Oggi le domande sono invece “mio figlio mi ama?”, “sono un buon genitore agli occhi dei miei figli?”. Interrogativi impossibili da registrare nelle famiglie di 20/30 anni addietro, per non dire in quelle precedenti ancora.

La difficoltà di farsi odiare momentaneamente nella sopportazione dell’ostilità con un figlio è un parametro presente oggi nella dimensione genitoriale. Il genitore che vuole essere a tutti costi amabile fa fatica a resistere nella dimensione del conflitto, che seppur complicato, è essenziale. Questo atteggiamento è mosso dalla distruzione della differenza generazionale, perché oggi tra adulti e minori non c’è più tanta differenza: si vestono e vivono come i loro figli, parlano come i figli, ed i figli come i padri e le figlie come le madri e  le nonne come le nipoti. Mangiano le stesse cose, vanno negli stessi pub, frequentano Mc Donald’s (apoteosi del disordine alimentare contemporaneo), vanno nelle stesse discoteche. Padri che hanno relazioni con post-adolescenti, e madri che vestite da adolescenti frequentano coetanei dei loro figli. Tutti amici di tutti, tutti uguali a tutti! L’autorità simbolica generazionale è svanita.

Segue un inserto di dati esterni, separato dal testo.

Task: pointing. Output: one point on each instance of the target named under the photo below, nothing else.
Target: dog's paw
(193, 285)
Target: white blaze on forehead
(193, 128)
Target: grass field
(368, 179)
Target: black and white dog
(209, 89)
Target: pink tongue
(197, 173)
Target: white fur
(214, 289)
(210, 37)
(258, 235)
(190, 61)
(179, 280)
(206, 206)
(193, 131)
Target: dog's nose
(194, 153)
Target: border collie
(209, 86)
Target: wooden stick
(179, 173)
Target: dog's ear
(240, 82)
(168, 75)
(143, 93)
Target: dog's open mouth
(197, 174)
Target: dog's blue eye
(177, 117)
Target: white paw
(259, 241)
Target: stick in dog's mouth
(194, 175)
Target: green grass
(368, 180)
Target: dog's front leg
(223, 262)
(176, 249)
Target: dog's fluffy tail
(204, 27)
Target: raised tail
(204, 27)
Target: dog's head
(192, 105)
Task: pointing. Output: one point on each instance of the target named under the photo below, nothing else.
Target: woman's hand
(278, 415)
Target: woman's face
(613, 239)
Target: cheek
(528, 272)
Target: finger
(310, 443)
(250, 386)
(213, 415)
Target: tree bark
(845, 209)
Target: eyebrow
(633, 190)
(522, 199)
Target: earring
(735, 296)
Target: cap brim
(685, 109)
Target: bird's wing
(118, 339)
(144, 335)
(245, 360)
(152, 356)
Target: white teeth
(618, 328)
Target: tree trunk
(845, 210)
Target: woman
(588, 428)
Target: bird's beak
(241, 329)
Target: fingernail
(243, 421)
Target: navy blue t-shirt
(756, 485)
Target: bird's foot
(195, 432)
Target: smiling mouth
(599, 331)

La seconda angoscia è che non si sopporta che un figlio possa incontrare ostacoli nella sua vita. Ciò si evidenzia nella scuola, dove gli studenti sono dei narcisisti esasperati in cui non si tollera il giudizio negativo degli insegnati e subito si querela. C’è il sospetto dell’autorità, ed i genitori si alleano con i figli contro la scuola. Non si lascia il tempo ai figli di sbagliare. E gli insegnati sono soli, senza dimenticare che anche gli insegnanti sono genitori!

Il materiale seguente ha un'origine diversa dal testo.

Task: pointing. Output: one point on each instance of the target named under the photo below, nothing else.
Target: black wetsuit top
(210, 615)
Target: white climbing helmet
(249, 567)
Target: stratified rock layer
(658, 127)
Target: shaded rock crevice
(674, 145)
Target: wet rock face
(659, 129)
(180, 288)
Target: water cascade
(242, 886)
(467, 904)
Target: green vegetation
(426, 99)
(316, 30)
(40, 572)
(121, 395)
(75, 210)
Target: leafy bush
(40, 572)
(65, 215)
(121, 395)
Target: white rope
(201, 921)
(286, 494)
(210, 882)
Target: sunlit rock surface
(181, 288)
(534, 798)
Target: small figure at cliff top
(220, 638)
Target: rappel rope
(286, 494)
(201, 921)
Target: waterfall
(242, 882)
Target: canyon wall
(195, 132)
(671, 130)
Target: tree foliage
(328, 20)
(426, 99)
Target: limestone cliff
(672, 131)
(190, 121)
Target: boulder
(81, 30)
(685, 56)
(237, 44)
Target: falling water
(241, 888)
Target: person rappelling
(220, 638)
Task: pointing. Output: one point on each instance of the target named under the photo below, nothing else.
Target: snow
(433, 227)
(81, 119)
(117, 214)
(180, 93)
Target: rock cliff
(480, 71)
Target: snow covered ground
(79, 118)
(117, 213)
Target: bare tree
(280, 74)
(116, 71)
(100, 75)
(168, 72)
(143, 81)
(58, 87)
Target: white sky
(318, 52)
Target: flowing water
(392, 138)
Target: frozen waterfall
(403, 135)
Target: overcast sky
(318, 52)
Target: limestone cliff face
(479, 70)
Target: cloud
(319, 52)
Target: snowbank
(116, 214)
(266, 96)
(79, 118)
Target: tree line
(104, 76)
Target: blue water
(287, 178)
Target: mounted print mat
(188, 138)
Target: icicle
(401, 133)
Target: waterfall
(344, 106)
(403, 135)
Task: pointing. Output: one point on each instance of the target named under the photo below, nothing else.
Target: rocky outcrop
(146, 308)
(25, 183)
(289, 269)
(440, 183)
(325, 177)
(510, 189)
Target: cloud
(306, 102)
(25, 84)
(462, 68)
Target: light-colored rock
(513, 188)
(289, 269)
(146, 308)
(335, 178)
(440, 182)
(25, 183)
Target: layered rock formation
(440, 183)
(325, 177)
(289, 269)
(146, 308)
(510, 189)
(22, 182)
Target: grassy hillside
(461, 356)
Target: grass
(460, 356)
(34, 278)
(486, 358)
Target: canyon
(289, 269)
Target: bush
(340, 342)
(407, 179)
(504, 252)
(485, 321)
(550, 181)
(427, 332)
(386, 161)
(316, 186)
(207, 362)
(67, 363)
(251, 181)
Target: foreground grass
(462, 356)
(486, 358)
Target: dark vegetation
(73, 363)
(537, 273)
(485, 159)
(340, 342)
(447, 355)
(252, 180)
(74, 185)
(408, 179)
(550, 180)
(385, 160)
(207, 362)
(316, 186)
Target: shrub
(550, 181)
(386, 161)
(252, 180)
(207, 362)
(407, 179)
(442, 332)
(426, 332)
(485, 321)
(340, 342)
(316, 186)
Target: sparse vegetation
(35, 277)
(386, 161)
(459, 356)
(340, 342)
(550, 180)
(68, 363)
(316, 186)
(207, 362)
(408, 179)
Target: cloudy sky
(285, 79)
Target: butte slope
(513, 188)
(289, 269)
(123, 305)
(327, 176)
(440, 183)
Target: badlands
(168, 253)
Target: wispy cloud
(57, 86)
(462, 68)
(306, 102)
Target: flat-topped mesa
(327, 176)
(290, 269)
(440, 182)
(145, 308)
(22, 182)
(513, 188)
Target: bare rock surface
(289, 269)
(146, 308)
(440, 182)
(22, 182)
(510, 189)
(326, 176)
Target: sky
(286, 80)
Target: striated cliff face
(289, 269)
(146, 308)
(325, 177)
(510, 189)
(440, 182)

I figli di oggi sono robotizzati, senza anima, senza virtù, senza rispetto. Figli digitali, figli elettronici. Non c’è pausa, non c’è riflessione, i figli sono sempre connessi a qualcosa. Ad internet, alle attività extra-didattiche, ai social group, mai soli con se stessi, mai con un libro, mai in pausa di riflessione. Mai! Non c’è tempo! Ma è un diritto disconnettersi, anche mettersi in pausa è un po’ “mettersi in moto”, per ripartire con idee nuove, calibrate, oculate e soprattutto pensate.

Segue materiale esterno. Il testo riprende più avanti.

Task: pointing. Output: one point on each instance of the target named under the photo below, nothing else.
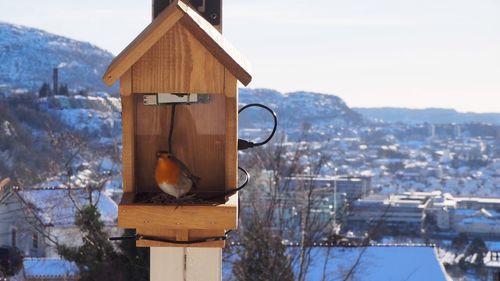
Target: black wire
(233, 191)
(244, 144)
(171, 131)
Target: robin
(172, 176)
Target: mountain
(28, 55)
(429, 115)
(298, 108)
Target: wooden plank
(167, 264)
(147, 244)
(231, 153)
(128, 132)
(208, 35)
(203, 264)
(216, 44)
(178, 63)
(146, 39)
(182, 235)
(177, 217)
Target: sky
(398, 53)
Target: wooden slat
(231, 161)
(193, 234)
(167, 264)
(146, 243)
(178, 63)
(177, 217)
(204, 32)
(203, 264)
(128, 129)
(216, 44)
(135, 50)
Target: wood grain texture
(128, 132)
(177, 217)
(178, 63)
(146, 39)
(209, 37)
(231, 111)
(198, 141)
(146, 243)
(171, 234)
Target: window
(35, 240)
(13, 237)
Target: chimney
(3, 185)
(55, 80)
(159, 6)
(211, 10)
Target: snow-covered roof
(378, 263)
(49, 268)
(57, 206)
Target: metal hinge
(170, 98)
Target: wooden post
(185, 264)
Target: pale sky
(403, 53)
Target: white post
(185, 264)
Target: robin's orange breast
(167, 171)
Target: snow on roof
(378, 263)
(49, 268)
(56, 207)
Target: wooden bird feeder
(179, 58)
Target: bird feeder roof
(180, 13)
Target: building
(405, 210)
(44, 269)
(381, 262)
(34, 219)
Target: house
(381, 262)
(404, 211)
(33, 220)
(47, 269)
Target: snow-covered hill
(28, 55)
(299, 108)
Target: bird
(172, 176)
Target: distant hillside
(28, 55)
(301, 108)
(430, 115)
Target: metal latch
(169, 98)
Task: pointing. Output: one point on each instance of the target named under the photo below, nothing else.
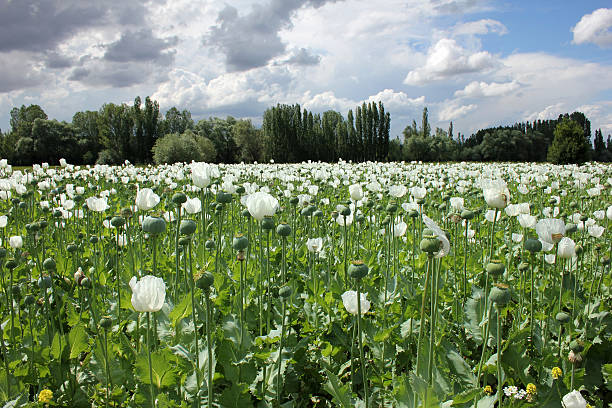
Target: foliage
(570, 144)
(183, 147)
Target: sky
(476, 63)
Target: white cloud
(477, 89)
(446, 59)
(594, 28)
(549, 112)
(396, 100)
(481, 27)
(452, 111)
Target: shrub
(184, 147)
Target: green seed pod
(430, 245)
(29, 300)
(267, 223)
(576, 346)
(49, 264)
(224, 197)
(467, 214)
(179, 198)
(285, 292)
(85, 282)
(16, 291)
(358, 269)
(117, 221)
(154, 225)
(187, 227)
(126, 212)
(496, 268)
(344, 211)
(210, 244)
(106, 323)
(562, 317)
(240, 242)
(499, 294)
(283, 229)
(205, 281)
(533, 245)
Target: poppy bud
(495, 268)
(358, 269)
(533, 245)
(179, 198)
(267, 223)
(205, 281)
(467, 214)
(240, 242)
(224, 197)
(117, 221)
(285, 292)
(283, 229)
(562, 317)
(187, 227)
(499, 294)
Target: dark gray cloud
(19, 71)
(141, 45)
(252, 40)
(57, 61)
(303, 57)
(40, 25)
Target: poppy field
(306, 285)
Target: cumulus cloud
(141, 45)
(19, 71)
(481, 27)
(396, 100)
(477, 89)
(594, 28)
(302, 57)
(453, 110)
(446, 59)
(252, 40)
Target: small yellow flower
(531, 388)
(45, 396)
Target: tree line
(140, 133)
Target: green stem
(149, 355)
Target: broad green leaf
(340, 393)
(79, 341)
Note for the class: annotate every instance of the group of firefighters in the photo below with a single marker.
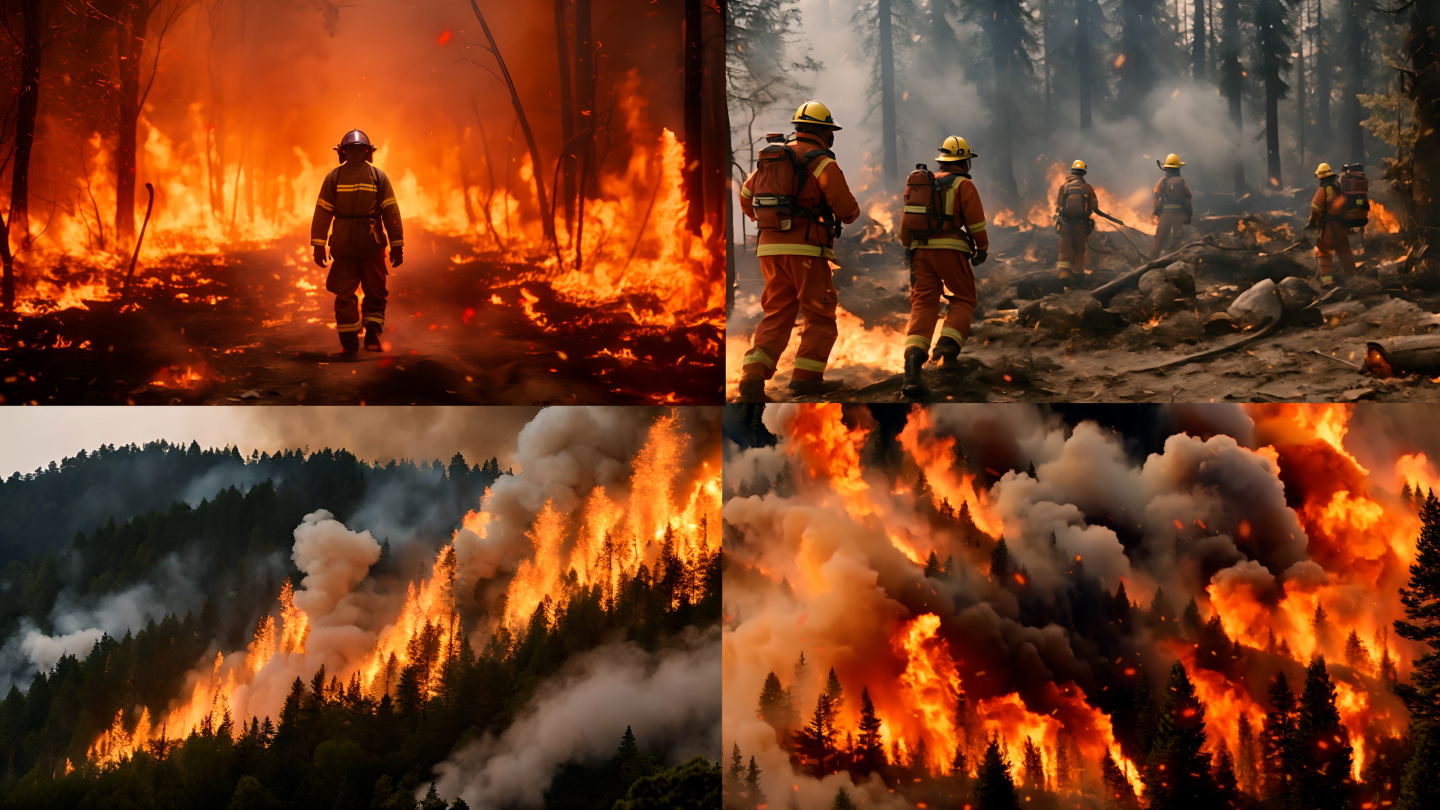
(798, 198)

Cominciamo noi genitori a fermarci, almeno noi, cominciamo a pensarci in modo diverso affinché  i nostri figli, quando noi non ci saremo più non siano smarriti chissà dove, chissà con chi. Sappiano invece portare in se stessi un ricordo sempre vivo di “papà” e “mamma” che “mi hanno trasmesso la voglia di vivere desiderando di entrare in contatto con i miei limiti e trovando ai miei confini il sorgere delle mie risorse, delle mie possibilità e soprattutto della mia unicità” come uomo o come donna.